The “Device Information” is the one that links you to everything. The Address / Calendar you can opt out of.

Tip #2: Turn off access to your location data in service, restaurant, ride-sharing, and map apps like Uber, Lyft, Waze, MoviePass, Subway, etc. when you’re not actively using them.

Okay, the Uber policy looks pretty good and I get good usage out the service, and I’m only sharing data when it’s open. We’ll keep that app!

Tip #3: Review the privacy page for each of your apps; Go to the settings either on the website or preferably in the app to uncheck / turn off all of the notifications / sharing that aren’t necessary. Here’s how to get started:

  • For iOS devices, you can see which apps access which data by going to Settings > Privacy
  • For Android (version 6.0 “Marshmallow”, and later) lets users control app permissions by going to Settings > App > Permissions

How do apps get personalized information in the first place? Every mobile device and smartphone has its own 40 character and numeric serial number called “UDID” (Unique Device ID).
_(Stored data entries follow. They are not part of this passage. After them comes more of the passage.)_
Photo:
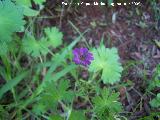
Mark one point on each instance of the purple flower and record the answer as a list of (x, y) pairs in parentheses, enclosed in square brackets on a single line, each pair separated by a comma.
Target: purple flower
[(82, 56)]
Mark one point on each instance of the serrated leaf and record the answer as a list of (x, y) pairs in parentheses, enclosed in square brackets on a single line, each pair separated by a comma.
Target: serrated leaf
[(11, 83), (106, 59), (54, 36)]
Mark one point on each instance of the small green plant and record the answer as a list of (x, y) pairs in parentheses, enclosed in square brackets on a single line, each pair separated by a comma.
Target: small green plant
[(155, 82), (54, 36), (106, 105), (107, 60), (11, 21)]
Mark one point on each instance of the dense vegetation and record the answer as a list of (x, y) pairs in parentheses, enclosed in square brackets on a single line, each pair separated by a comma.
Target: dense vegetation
[(54, 68)]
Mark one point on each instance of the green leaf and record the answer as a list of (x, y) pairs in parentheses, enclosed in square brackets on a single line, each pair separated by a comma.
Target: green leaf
[(56, 117), (11, 21), (34, 47), (106, 59), (77, 114), (12, 83), (156, 101), (54, 36), (106, 104), (30, 12), (40, 2), (155, 82)]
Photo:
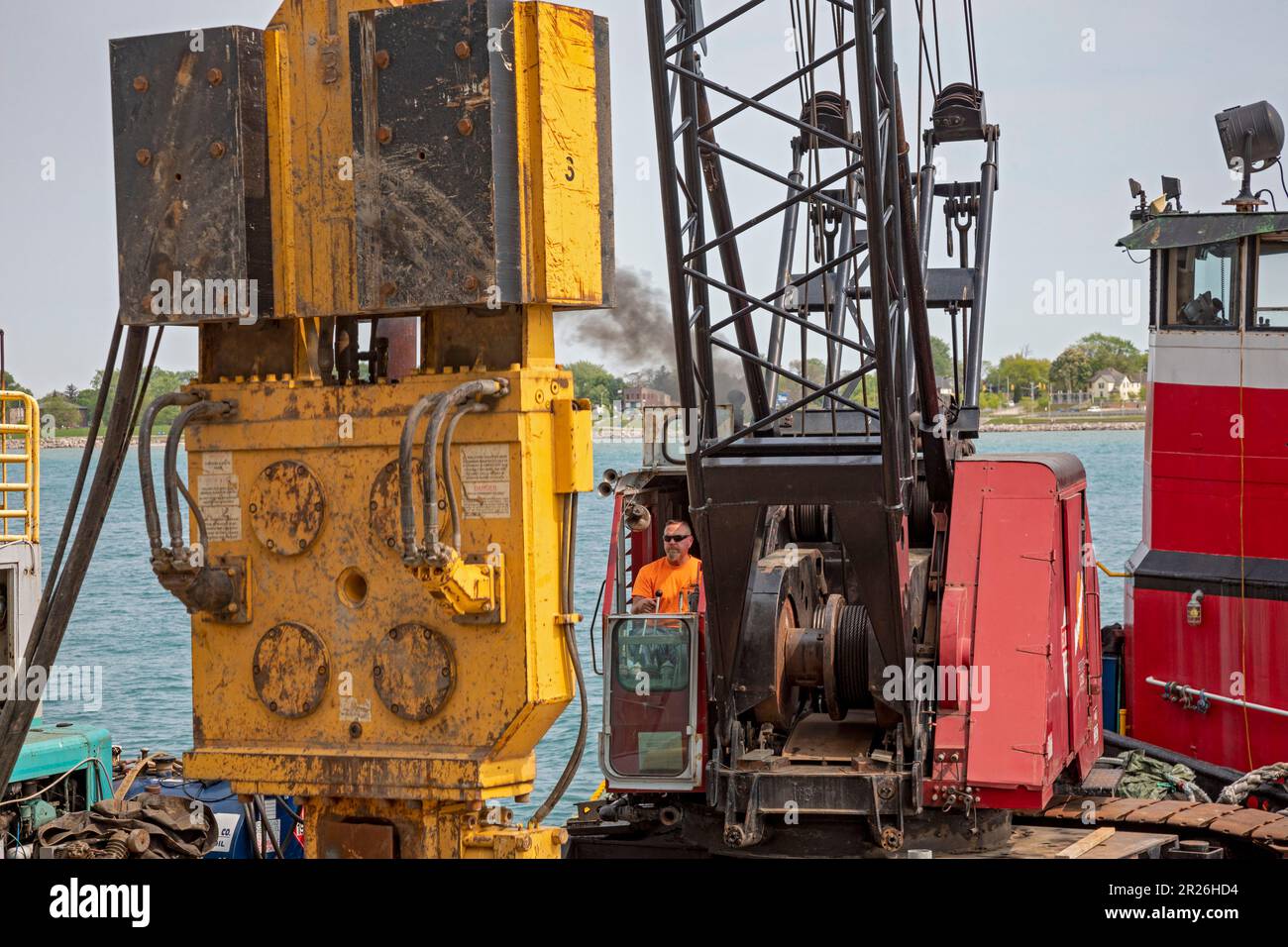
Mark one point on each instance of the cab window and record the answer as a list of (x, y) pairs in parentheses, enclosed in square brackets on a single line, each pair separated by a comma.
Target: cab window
[(1271, 309), (1202, 282), (651, 707)]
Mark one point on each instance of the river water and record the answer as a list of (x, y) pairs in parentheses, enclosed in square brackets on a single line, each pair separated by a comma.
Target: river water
[(138, 634)]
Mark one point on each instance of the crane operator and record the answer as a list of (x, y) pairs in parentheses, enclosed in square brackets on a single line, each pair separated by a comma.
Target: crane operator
[(670, 585)]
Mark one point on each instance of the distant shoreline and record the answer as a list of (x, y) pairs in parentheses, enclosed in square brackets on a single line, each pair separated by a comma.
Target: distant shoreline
[(78, 442), (991, 428)]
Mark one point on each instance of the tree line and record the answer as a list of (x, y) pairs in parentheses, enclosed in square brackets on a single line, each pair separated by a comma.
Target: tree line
[(71, 407), (1014, 376)]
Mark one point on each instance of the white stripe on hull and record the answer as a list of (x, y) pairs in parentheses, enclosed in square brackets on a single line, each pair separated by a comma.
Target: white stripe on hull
[(1211, 357)]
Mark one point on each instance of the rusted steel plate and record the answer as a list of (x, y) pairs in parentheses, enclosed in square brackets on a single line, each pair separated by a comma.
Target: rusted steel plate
[(413, 672), (290, 669), (1119, 809), (356, 840), (1275, 832), (434, 133), (1199, 815), (1159, 810), (1243, 822), (191, 151), (286, 506)]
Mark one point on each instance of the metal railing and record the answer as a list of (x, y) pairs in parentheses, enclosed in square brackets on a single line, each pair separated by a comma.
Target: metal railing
[(20, 468)]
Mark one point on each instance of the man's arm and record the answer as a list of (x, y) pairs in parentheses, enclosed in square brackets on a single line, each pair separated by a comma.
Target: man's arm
[(643, 604), (643, 594)]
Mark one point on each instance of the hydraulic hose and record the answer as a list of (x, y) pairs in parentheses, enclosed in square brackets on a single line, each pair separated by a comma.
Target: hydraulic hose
[(452, 500), (55, 611), (407, 506), (458, 395), (151, 517), (571, 641), (174, 514)]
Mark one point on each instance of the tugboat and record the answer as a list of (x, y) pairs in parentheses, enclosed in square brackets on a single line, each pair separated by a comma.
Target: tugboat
[(1205, 672)]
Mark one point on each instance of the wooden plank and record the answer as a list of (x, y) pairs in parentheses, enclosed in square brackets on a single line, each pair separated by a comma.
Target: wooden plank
[(1086, 843), (1048, 841)]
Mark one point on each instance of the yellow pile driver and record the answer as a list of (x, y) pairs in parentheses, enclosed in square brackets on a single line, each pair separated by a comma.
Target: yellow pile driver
[(372, 211)]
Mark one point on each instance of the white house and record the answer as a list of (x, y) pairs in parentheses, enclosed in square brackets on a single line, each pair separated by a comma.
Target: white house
[(1111, 382)]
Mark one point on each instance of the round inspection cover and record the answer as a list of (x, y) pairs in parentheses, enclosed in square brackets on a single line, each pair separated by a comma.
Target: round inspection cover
[(286, 506), (291, 669), (384, 505), (413, 672)]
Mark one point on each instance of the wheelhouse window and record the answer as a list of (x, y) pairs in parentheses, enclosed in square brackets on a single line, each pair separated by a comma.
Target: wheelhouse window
[(1271, 308), (1202, 286)]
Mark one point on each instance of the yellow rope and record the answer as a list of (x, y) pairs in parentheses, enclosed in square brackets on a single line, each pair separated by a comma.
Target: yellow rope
[(1243, 600)]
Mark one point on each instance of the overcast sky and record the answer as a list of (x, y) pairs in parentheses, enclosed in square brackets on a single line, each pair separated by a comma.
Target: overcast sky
[(1087, 93)]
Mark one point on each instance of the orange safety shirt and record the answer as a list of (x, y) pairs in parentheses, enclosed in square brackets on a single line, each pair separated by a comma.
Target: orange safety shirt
[(675, 582)]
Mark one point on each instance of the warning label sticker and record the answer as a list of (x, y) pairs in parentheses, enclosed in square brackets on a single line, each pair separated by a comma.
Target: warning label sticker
[(352, 710), (485, 480), (217, 462), (220, 505)]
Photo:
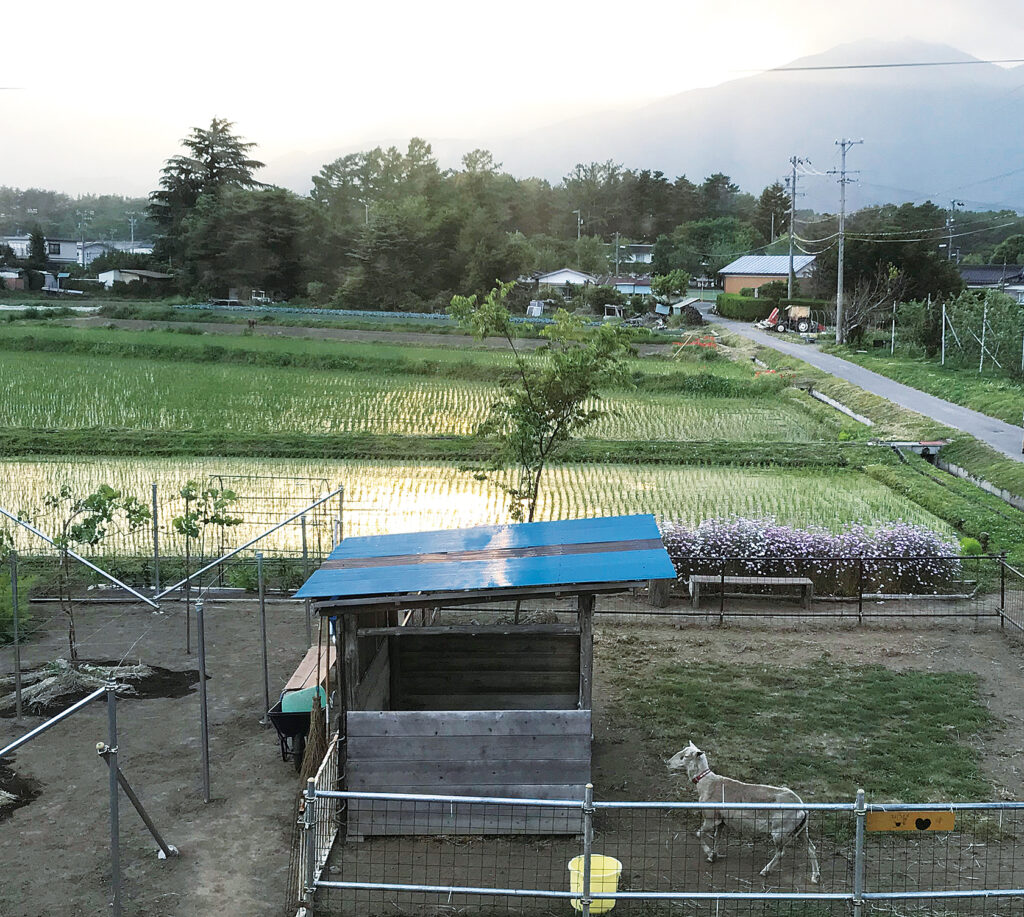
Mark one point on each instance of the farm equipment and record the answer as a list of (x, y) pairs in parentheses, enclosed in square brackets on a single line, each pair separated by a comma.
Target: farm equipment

One expert, Appthority, explains, “Access to UDIDs is a concern because with a unique device identifier, developers can correlate user behavior across multiple apps (even if they have different usernames and passwords for each of the apps) and then match them to a unique user. While Apple has prohibited iOS developers from using UDIDs as a means to track and identify users, Appthority discovered that the new rule is only enforced on devices which are running the latest version of iOS.”

If an app collects at least one unique identifier from your usage (e.g., an email address, last digits of credit card, etc.) along with the UDID from your devices, this can help advertisers track you across the different devices you use (say, from your smartphone to your tablet, to your laptop). Using this “cross-device” tracking, multiple services can build a much more complete profile of your online persona.

One last item to mention: It’s not just your smartphone, tablet and laptop that may be giving away your personal information. We also carry around a bunch of information in our passports, some identification cards and some credit cards. Someone needs to be close to you to activate and capture the electronic information stored in the chip, but it is possible.

There is a lot of discussion about whether a special wallet, purse or backpack to block RFID “skimming” is worth the investment. We feel that if you are looking to get a new one, you might as well as opt for the feature. There are many attractive ones out there, as can be seen from this link to Amazon: RFID Wallets for Men and Women .

Here are two interesting books to read on the topic of personal data security, and methods to protect yourself.

What Stays in Vegas: The World of Personal Data: Lifeblood of Big Business and the End of Privacy as We Know It – $11.55 (paperback)

The Art of Invisibility: The World’s Most Famous Hacker Teaches You How to Be Safe in the Age of Big Brother and Big Data – $11.59 (paperback)

As they used to say on Hill Street Blues … Let’s be careful out there.